Но майор, не дожидаясь, когда Панов разродится ответом, конкретизировал вопрос:
— Ты взятки берешь? Бандитов крышуешь? От наркодилеров долю имеешь?
— Нет! Нет! Нет! — возмущенно замахал руками Панов.
— Вот и я нет, — вдруг спокойно сообщил майор и, убрав указующий перст, снова уселся за стол. — И везде, по всем регионам, таких порядочных людей, как мы с тобой, в полиции много. Есть честные люди и среди начальников ГОВД и РОВД! А наркомафия цветет и пахнет по всей России — и где честные полицейские, и где нечестные. Может, только где-то немножко больше, где-то немножко меньше.

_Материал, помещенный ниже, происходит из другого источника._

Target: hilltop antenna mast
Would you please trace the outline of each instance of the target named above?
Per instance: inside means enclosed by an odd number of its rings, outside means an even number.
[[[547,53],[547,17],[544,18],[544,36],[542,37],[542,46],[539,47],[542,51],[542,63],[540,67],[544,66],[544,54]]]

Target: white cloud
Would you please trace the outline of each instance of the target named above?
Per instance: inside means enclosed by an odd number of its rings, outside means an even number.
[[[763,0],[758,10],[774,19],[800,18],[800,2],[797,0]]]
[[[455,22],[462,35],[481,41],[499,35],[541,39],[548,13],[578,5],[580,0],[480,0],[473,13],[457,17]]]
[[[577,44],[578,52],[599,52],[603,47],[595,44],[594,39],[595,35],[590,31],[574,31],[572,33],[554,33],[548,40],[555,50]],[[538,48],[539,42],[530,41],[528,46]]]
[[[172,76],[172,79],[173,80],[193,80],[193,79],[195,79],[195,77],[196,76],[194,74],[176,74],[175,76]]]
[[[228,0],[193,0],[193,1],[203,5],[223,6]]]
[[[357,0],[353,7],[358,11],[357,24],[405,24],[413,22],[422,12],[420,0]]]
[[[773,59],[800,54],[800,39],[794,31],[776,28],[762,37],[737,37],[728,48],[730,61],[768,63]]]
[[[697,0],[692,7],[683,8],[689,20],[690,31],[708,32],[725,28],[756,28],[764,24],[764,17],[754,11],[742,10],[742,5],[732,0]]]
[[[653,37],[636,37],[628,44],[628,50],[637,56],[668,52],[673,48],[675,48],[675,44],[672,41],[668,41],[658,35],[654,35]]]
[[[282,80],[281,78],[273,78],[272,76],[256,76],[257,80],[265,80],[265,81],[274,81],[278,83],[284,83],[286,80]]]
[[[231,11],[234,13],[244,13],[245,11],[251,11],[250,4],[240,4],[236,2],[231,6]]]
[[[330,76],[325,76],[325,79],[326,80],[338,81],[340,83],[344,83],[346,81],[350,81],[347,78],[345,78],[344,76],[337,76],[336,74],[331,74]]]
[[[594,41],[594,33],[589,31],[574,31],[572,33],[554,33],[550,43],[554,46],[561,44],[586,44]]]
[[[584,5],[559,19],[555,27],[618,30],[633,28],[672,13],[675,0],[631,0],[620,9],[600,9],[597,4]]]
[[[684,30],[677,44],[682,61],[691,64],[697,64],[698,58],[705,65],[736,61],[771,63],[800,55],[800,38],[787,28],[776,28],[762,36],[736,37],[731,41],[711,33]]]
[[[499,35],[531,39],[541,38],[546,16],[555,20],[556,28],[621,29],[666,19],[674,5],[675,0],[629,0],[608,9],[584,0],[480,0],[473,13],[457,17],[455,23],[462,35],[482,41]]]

Видя, что его речь не очень удовлетворила столичного гостя, майор пообещал:
— Ладно, проведем мы облаву, погоняем нарковшивоту. Но честно предупреждаю: Додика мы вряд ли сумеем зацепить. У него больше разрешенной дозы наркотиков не обнаружишь. А что деньги ему передают — адвокаты отмажут: мол, долги собирал. Может, посадим одного-другого торчка, что подтаскивают ему наркотики, если они по дури сразу понесут больше разрешенного законом. Только проку от этого не будет никакого. Так, предъявим для отчета: «Борьба с наркоманией ведётся!» — Удовлетворив таким образом требовательного визитера, майор затронул более интересующую его тему: — Я слышал, ты специально к нам приехал, чтобы найти родственников олигарха Артюнянца? Как, нашел?
— Нашел, — буркнул Панов. Он понимал, что майор пообещал ему хвост от редьки, но что сделать нечто большее не в его майорской власти, тоже было понятно.
— И кто же это? — не обращая внимания на недовольней тон Панова, настырничал майор.
— Ирина Степановна Артюнянц, бывшая Федотова, предпринимательница, и ее дочь Авдотья Афанасьевна Артюнянц, тоже бывшая Федотова, студентка вуза.
— Никакая твоя Ирина Степановна не родственница Артюнянцу. Ее девичья фамилия Подосинкина, я проверял, — разочарованно вздохнул майор.